From here we walk through an implementation of the Extracting Training Data from Large Language Models paper. The course shows how to generate text samples from GPT-2, score them using techniques like perplexity, compression, and casing to identify potentially memorized training data. There are exercises to experiment with generation methods, scoring functions, and prompts to try to extract specific information that may have been memorized during training.

✅ Key Takeaways:

Understanding prompt injection and remote code execution attacks on LLMs (with LangChain)
Poisoning GPT-2 training data to influence its outputs
How to detect memorized data in LLMs using techniques like perplexity and compression
Exercises to extract specific information from LLMs by manipulating prompts and scoring models

Course Assessments

To earn a certificate, you’ll need to complete an assessment for each major topic, applying what you’ve learned to solve real-world problems. The assessments come in the form of six different notebooks, each covering a major course area.

The assessments were challenging, but not impossible. I had a few difficulties, but the folks on the NVIDIA forums were very helpful in pointing me in the right direction.

signal-2025-01-29-214909_002 https://learn.nvidia.com/certificates?id=vjbxm1AKQ06da6hu80bHtw

Closing Thoughts

Do I feel like an AI Red Teamer now? Not quite. It feels like I followed a recipe and baked a cake, but I only really understand what flour is — whilst my knowledge of the other ingredients is still developing.

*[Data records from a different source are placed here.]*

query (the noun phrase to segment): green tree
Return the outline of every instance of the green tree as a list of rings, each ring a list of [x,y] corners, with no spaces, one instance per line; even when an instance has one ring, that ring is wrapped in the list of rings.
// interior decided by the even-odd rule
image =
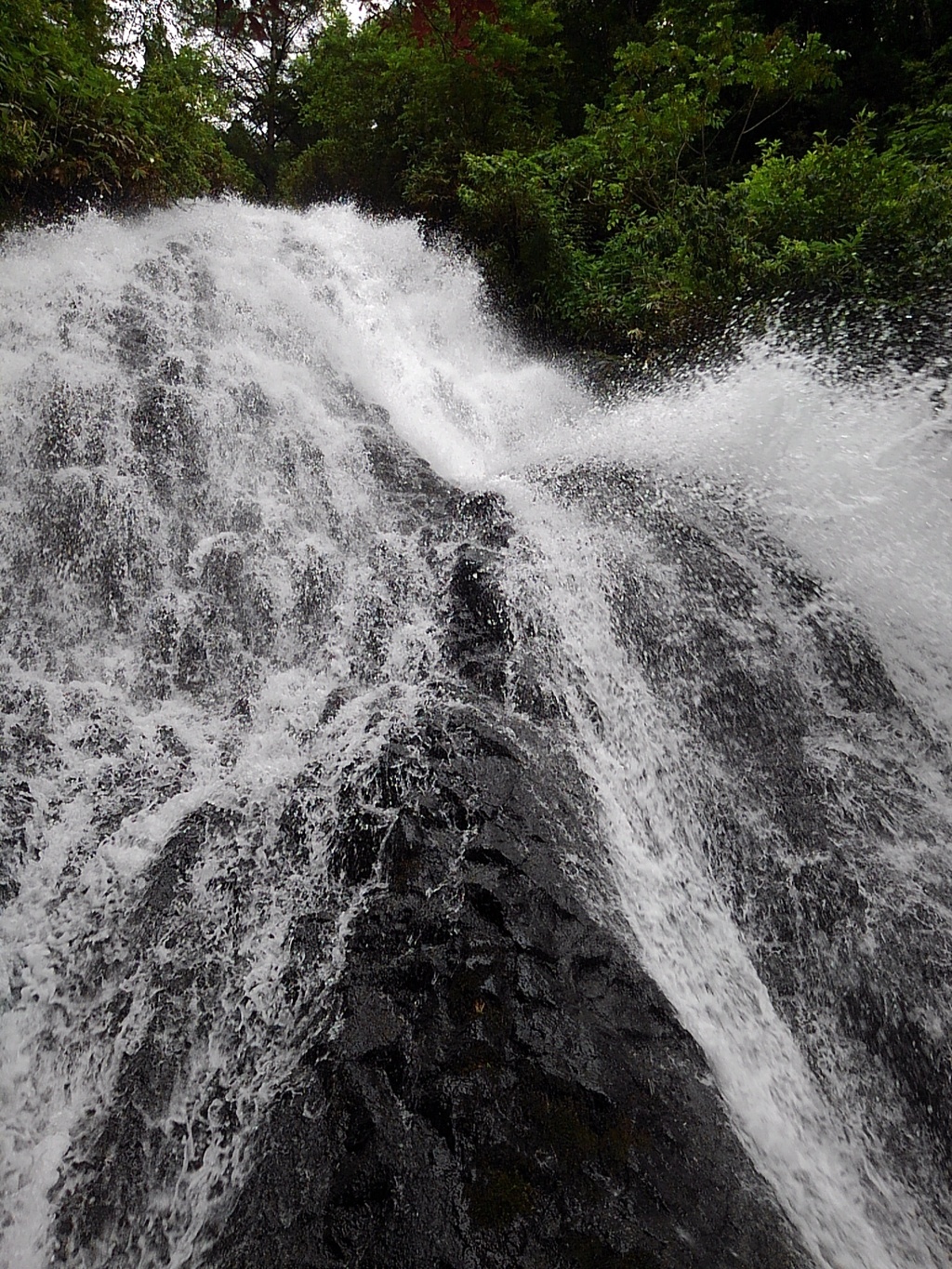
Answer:
[[[448,221],[467,151],[545,143],[557,128],[562,53],[548,0],[501,0],[461,43],[448,4],[353,29],[331,23],[294,67],[314,141],[288,171],[296,201],[345,192],[374,207]]]
[[[150,202],[240,183],[209,122],[215,84],[194,51],[121,80],[70,8],[0,8],[0,197],[5,217],[84,199]]]

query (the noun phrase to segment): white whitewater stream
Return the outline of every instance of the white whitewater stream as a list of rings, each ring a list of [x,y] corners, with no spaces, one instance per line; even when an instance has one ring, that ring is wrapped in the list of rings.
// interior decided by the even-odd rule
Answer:
[[[807,737],[817,769],[839,772],[862,731],[863,763],[875,750],[877,772],[915,775],[915,816],[897,805],[856,864],[869,923],[857,945],[871,958],[892,909],[897,929],[900,912],[928,925],[911,968],[889,980],[905,981],[924,948],[952,949],[943,392],[939,378],[899,372],[844,383],[774,340],[722,373],[597,401],[512,344],[468,264],[425,250],[413,225],[344,207],[298,216],[199,203],[8,237],[0,844],[15,884],[0,910],[0,1266],[66,1263],[55,1226],[71,1142],[114,1088],[119,1058],[168,1027],[188,1037],[189,1060],[168,1122],[149,1129],[180,1156],[160,1169],[178,1179],[149,1194],[135,1245],[93,1245],[83,1264],[198,1269],[203,1222],[244,1175],[250,1133],[293,1066],[281,949],[314,876],[277,849],[269,808],[301,769],[302,736],[324,727],[314,744],[331,791],[358,747],[378,732],[382,744],[382,712],[411,717],[447,673],[440,598],[397,527],[380,522],[355,457],[354,400],[386,411],[444,480],[505,499],[517,538],[504,585],[527,627],[553,632],[536,669],[566,702],[560,726],[598,794],[617,895],[605,920],[622,923],[698,1041],[817,1266],[948,1264],[941,1148],[920,1145],[890,1100],[894,1076],[825,1006],[773,999],[762,963],[781,937],[757,914],[739,917],[704,826],[730,772],[713,770],[691,720],[659,699],[618,633],[619,562],[671,593],[673,569],[632,519],[553,483],[583,464],[656,470],[670,504],[703,520],[725,555],[753,558],[731,528],[740,518],[802,561],[836,610],[858,614],[915,714],[901,735],[868,711],[844,739],[806,619],[762,562],[749,563],[763,574],[757,614],[735,627],[745,646],[764,623],[788,640],[810,717],[823,706],[830,720]],[[228,561],[249,541],[239,585]],[[317,640],[301,612],[321,570],[334,596]],[[206,591],[237,613],[237,636],[215,642],[215,615],[198,607]],[[377,647],[368,614],[381,609],[388,634]],[[204,640],[194,664],[183,651],[192,629]],[[327,726],[333,694],[360,675],[362,694]],[[242,817],[242,845],[208,830],[201,914],[147,953],[131,914],[149,865],[208,802]],[[352,911],[329,943],[326,983]],[[207,972],[185,982],[187,956]],[[803,958],[809,968],[823,952]],[[948,1060],[952,986],[929,991],[910,1016]]]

That said, I learned a ton from this course, and I’ll definitely be going back through my notes. If you’re interested in ML security and aren’t afraid of coding, this is absolutely worth your time. Feel free to reach out if you have any other burning questions about this course.

Going forward, I'll be spending some time on Dreadnode's platform, Crucible. It was created by Will Pearce, who was one of the people behind this NVIDIA course.